Наташе же именно зимой здесь спокойно и хорошо спалось. За все эти зимы, за несколько десятков вечеров и ночей, проведенных ею в одиночестве в доме у картофельного поля, всего лишь один-единственный раз чужой, страшный человек вечером в сумерках подошел к их дому и постучался в дверь.
Но это было лишь один-единственный раз…
* * *Она прошла мимо Алиного дома, сделав для этого нарочно большой крюк, выйдя к Дайке через посадки и огороды. Дом стоял тихий, с прикрытыми то ли от солнца, то ли от дождя ставнями, и большой замок висел на двери. Значит, Дора Андреевна, Алина тетка, была на работе.
В палисаднике, где они когда-то с Алей качались на качелях, было пусто и тихо.
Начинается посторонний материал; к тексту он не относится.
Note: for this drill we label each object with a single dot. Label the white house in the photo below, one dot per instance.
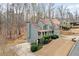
(44, 27)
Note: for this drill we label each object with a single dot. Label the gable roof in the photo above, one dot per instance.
(45, 21)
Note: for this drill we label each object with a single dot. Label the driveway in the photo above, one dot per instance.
(75, 50)
(58, 47)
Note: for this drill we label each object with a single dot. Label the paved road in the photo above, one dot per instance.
(75, 50)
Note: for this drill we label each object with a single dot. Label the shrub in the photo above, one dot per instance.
(46, 37)
(35, 47)
(54, 36)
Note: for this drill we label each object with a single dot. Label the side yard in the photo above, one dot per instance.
(58, 47)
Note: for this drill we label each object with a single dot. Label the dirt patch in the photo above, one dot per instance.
(56, 48)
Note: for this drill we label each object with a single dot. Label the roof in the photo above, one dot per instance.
(45, 21)
(55, 21)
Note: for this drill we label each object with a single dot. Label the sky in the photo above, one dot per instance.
(71, 6)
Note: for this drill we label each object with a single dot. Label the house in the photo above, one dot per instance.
(56, 26)
(44, 27)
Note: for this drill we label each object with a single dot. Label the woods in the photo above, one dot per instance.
(14, 16)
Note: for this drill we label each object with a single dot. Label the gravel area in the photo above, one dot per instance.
(58, 47)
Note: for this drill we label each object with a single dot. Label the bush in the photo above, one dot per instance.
(46, 37)
(35, 47)
(54, 36)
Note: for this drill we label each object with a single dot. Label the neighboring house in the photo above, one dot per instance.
(44, 27)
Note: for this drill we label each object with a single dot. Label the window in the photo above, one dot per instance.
(39, 33)
(45, 27)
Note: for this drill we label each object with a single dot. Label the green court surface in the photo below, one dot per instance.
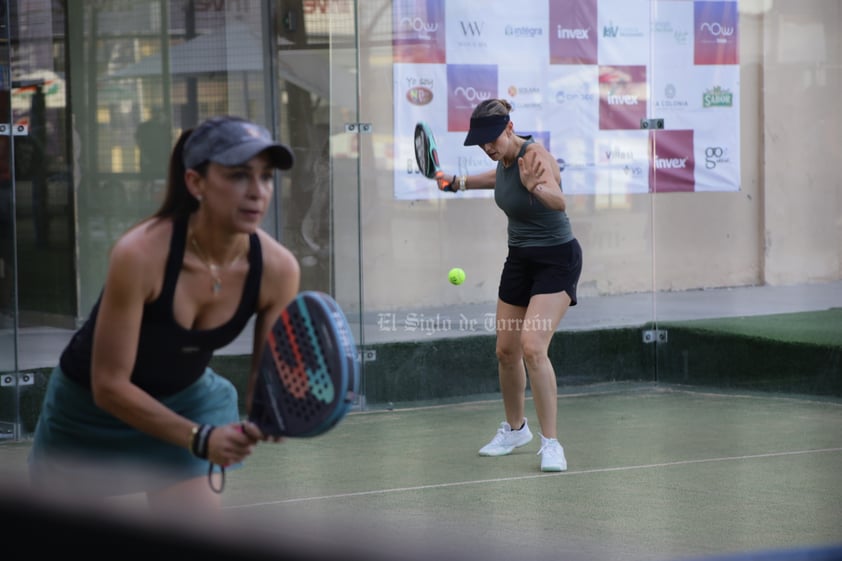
(655, 473)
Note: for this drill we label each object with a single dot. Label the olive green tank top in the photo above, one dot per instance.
(530, 222)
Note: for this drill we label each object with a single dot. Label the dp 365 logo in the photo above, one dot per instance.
(419, 95)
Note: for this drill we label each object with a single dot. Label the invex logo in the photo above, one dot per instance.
(472, 28)
(419, 25)
(471, 94)
(670, 163)
(717, 30)
(564, 33)
(625, 99)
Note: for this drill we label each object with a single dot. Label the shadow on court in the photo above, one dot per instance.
(655, 473)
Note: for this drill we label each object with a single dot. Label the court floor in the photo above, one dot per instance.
(655, 473)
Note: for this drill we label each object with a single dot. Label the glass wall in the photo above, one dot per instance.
(102, 89)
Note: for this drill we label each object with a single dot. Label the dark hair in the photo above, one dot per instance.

Старенькие, столетние и никому теперь не нужные качели повисли на одной веревке, другая давно оборвалась. А цветы на маленькой квадратной клумбе, огороженной осколками красного кирпича, не зацвели, забила их трава. Такая же трава вымахала почти до пояса у ограды палисадника — как и у ограды забытой могилы Алиной матери… Странно — когда Аля была рядом, забытая эта могила на кладбище у Князьевского леса Наташу не беспокоила.